Meditating on a passage from one of Platonov’s short stories, a passage about leavetaking, as P’s couples are perpetually taking leave of one another, and to love Platonov is to know this leavetaking intimately, to study how leavetaking becomes leavemaking in his syntax, Berger writes:
Here the future's unique gift is desire. The future induces the spurt of desire towards itself. The young are more flagrantly young than on the other side of the wall. The gift appears as a gift of nature in all its urgency and supreme assurance. Religious and community laws still apply. Indeed, amongst the chaos, which is more apparent than real, these laws become real. Yet the silent desire for procreation is incontestable and overwhelming. It is the same desire that will forage for food for the children and then seek, sooner or later, (best sooner), the consolation of fucking again. This is the future's gift.

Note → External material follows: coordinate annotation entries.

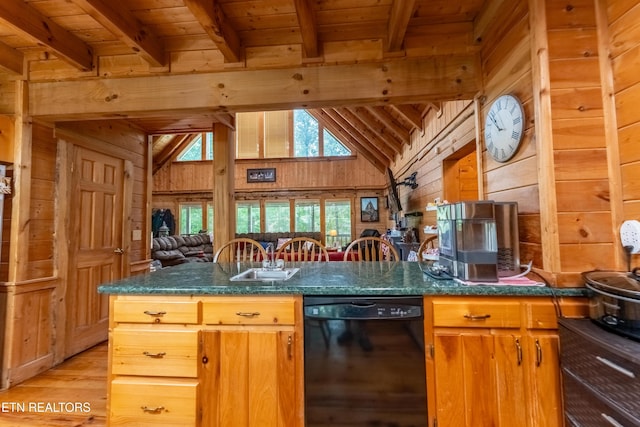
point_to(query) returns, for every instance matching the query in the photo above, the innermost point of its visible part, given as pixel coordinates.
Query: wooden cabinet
(206, 361)
(493, 361)
(252, 362)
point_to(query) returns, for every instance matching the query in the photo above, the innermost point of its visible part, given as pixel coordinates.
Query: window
(337, 214)
(307, 216)
(306, 141)
(209, 217)
(333, 147)
(197, 150)
(277, 217)
(248, 217)
(190, 218)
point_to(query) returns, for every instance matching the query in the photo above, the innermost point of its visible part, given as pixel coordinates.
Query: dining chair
(371, 249)
(303, 249)
(240, 249)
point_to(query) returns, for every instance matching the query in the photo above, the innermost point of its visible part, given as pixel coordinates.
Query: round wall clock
(503, 127)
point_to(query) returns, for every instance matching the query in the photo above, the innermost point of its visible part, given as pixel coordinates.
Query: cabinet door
(249, 378)
(510, 371)
(545, 399)
(464, 384)
(479, 378)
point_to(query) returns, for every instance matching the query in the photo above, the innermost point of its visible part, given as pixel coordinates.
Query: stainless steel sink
(260, 275)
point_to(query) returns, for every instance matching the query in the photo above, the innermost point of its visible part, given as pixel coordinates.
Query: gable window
(277, 217)
(199, 148)
(333, 147)
(311, 139)
(337, 214)
(307, 215)
(306, 141)
(248, 217)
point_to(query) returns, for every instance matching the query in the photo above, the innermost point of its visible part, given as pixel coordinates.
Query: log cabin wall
(566, 163)
(349, 178)
(623, 43)
(35, 301)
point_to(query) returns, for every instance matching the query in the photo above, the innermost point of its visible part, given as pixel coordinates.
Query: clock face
(503, 127)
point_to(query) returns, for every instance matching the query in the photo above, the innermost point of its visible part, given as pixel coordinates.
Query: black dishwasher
(364, 361)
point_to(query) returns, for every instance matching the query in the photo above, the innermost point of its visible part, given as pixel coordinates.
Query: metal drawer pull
(519, 351)
(617, 367)
(156, 410)
(155, 355)
(611, 420)
(477, 317)
(155, 313)
(247, 314)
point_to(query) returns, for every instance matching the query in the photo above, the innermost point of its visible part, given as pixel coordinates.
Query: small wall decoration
(261, 175)
(369, 211)
(5, 185)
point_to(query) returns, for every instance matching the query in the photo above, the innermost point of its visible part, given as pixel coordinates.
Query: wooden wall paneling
(544, 135)
(617, 68)
(31, 343)
(7, 138)
(22, 186)
(64, 159)
(224, 217)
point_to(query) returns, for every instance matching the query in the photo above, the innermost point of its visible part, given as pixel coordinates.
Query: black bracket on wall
(410, 181)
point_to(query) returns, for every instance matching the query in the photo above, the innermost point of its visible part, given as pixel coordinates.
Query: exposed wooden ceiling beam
(409, 113)
(392, 125)
(229, 120)
(378, 128)
(401, 11)
(11, 60)
(308, 27)
(170, 150)
(33, 24)
(116, 18)
(210, 15)
(364, 134)
(388, 82)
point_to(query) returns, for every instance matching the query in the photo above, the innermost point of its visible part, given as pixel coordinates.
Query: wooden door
(96, 239)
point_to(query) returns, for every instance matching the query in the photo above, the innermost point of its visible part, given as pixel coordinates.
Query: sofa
(275, 238)
(174, 250)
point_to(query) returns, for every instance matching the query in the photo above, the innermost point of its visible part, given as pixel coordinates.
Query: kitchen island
(190, 346)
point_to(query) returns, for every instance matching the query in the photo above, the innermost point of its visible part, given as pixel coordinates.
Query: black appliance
(614, 300)
(380, 381)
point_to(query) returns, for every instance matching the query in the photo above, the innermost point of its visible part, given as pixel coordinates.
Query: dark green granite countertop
(329, 278)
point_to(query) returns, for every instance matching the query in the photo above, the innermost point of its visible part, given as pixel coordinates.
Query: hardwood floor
(72, 394)
(348, 387)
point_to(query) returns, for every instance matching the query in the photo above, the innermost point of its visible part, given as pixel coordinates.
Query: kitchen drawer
(249, 311)
(605, 372)
(153, 402)
(160, 311)
(585, 409)
(155, 353)
(471, 313)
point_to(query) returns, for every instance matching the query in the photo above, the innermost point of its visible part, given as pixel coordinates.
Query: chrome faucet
(271, 263)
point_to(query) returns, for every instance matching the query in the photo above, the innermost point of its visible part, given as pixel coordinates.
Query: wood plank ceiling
(88, 36)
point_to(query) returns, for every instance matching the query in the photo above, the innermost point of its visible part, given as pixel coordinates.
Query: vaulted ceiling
(76, 40)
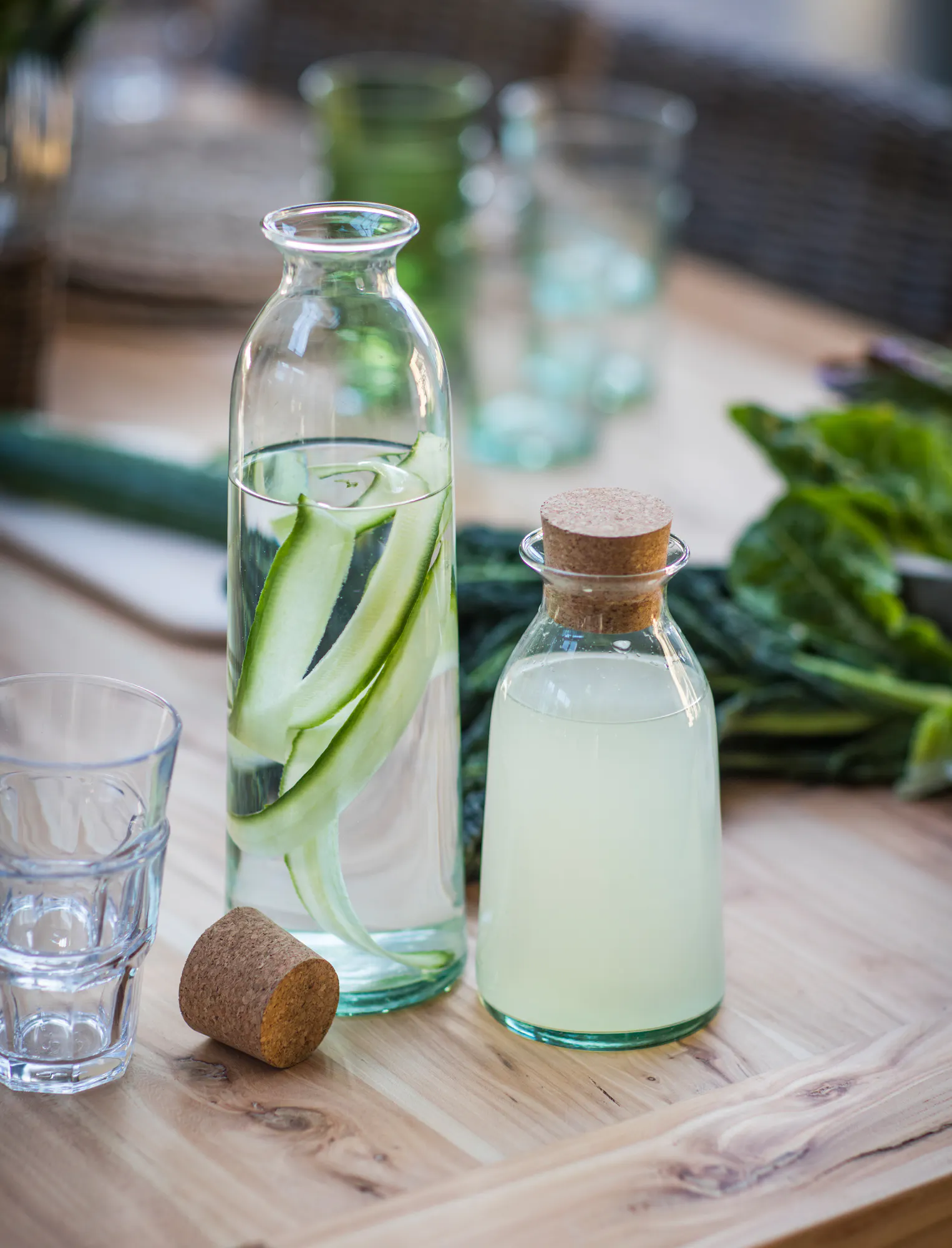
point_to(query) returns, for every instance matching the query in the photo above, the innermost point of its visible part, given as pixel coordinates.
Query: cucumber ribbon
(335, 727)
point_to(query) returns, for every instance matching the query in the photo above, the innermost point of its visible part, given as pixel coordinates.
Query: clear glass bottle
(601, 894)
(344, 727)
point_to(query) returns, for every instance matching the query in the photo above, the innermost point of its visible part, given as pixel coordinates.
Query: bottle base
(605, 1041)
(400, 995)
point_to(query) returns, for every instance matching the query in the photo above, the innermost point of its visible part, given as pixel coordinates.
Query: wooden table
(815, 1110)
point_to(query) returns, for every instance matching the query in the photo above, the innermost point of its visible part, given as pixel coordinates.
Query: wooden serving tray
(815, 1110)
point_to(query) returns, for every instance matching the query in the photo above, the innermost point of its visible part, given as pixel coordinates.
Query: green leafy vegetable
(823, 570)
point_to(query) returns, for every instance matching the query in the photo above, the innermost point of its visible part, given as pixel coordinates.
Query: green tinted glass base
(605, 1040)
(401, 995)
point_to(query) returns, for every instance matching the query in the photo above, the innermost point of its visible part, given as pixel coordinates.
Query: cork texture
(251, 985)
(605, 532)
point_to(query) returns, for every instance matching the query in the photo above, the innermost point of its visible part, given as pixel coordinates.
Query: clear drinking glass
(344, 743)
(567, 299)
(85, 766)
(601, 890)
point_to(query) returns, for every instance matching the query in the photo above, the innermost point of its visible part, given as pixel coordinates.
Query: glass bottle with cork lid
(601, 895)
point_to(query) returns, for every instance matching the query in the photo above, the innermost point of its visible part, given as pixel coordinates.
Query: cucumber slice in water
(300, 593)
(310, 744)
(364, 743)
(389, 598)
(354, 708)
(290, 621)
(319, 882)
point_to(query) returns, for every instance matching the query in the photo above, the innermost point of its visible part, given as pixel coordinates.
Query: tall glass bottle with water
(344, 723)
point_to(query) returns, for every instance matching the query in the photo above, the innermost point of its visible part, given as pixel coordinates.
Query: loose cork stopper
(606, 534)
(251, 985)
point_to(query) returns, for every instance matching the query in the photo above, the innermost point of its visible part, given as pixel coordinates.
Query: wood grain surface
(817, 1105)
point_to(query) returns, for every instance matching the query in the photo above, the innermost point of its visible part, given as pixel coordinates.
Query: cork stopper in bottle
(605, 534)
(251, 985)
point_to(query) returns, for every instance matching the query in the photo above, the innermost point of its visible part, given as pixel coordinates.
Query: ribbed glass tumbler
(85, 766)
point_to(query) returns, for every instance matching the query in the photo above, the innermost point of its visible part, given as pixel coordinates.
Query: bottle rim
(336, 228)
(631, 585)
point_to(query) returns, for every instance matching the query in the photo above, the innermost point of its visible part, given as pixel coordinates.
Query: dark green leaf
(819, 570)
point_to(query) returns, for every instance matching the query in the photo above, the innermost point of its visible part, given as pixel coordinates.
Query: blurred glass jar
(36, 155)
(573, 250)
(405, 130)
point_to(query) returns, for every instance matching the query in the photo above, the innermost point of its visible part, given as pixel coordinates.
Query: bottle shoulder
(598, 677)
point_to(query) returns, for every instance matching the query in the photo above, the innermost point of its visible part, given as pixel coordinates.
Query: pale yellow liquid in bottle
(601, 897)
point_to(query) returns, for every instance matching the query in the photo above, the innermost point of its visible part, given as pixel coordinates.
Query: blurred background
(595, 180)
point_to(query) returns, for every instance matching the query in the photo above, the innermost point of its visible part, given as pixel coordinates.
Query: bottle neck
(329, 274)
(605, 612)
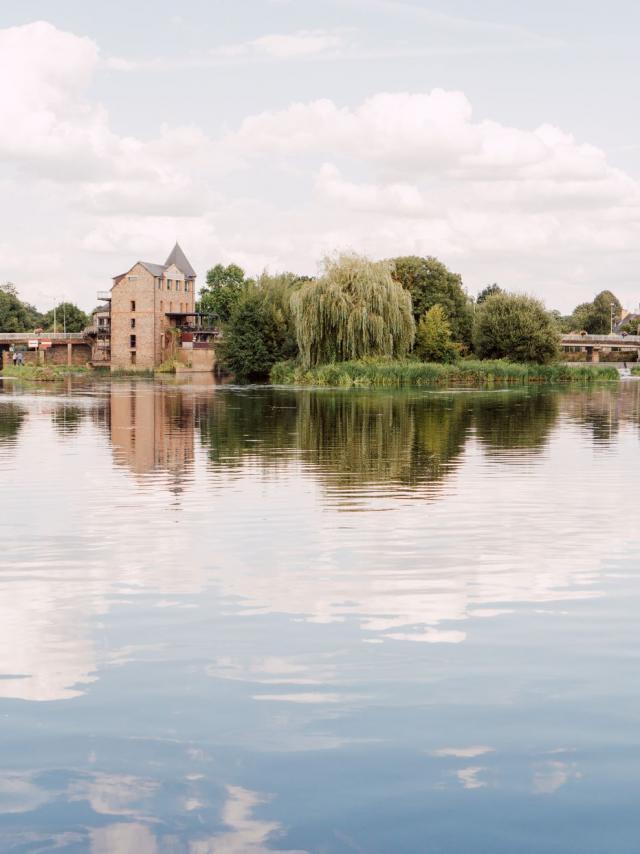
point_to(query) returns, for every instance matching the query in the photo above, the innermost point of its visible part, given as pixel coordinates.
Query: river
(252, 619)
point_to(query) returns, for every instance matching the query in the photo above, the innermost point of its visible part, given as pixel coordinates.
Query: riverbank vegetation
(411, 372)
(19, 316)
(43, 373)
(399, 321)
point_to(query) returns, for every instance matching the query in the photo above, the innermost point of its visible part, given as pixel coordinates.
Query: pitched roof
(178, 258)
(154, 269)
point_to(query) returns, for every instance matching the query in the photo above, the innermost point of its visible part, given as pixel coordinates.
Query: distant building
(147, 303)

And then, while taking notes, I flipped back through my notebook and kicked myself softly for one again failing to properly attribute what I copied, a bad habit that frequently makes it difficult to discern whether I thought a thing after reading a thing or whether the thing I read was copied verbatim, an experience much like the act of writing, itself, in dialogue with other writers, both ghostly and living, to which I add this particular fragment in case someone recognizes it:
GUIDO: Love is commentary: it creates its subject. Love puts a name to a face, and then sets about ‘knowing’ it. Knowing is conquering.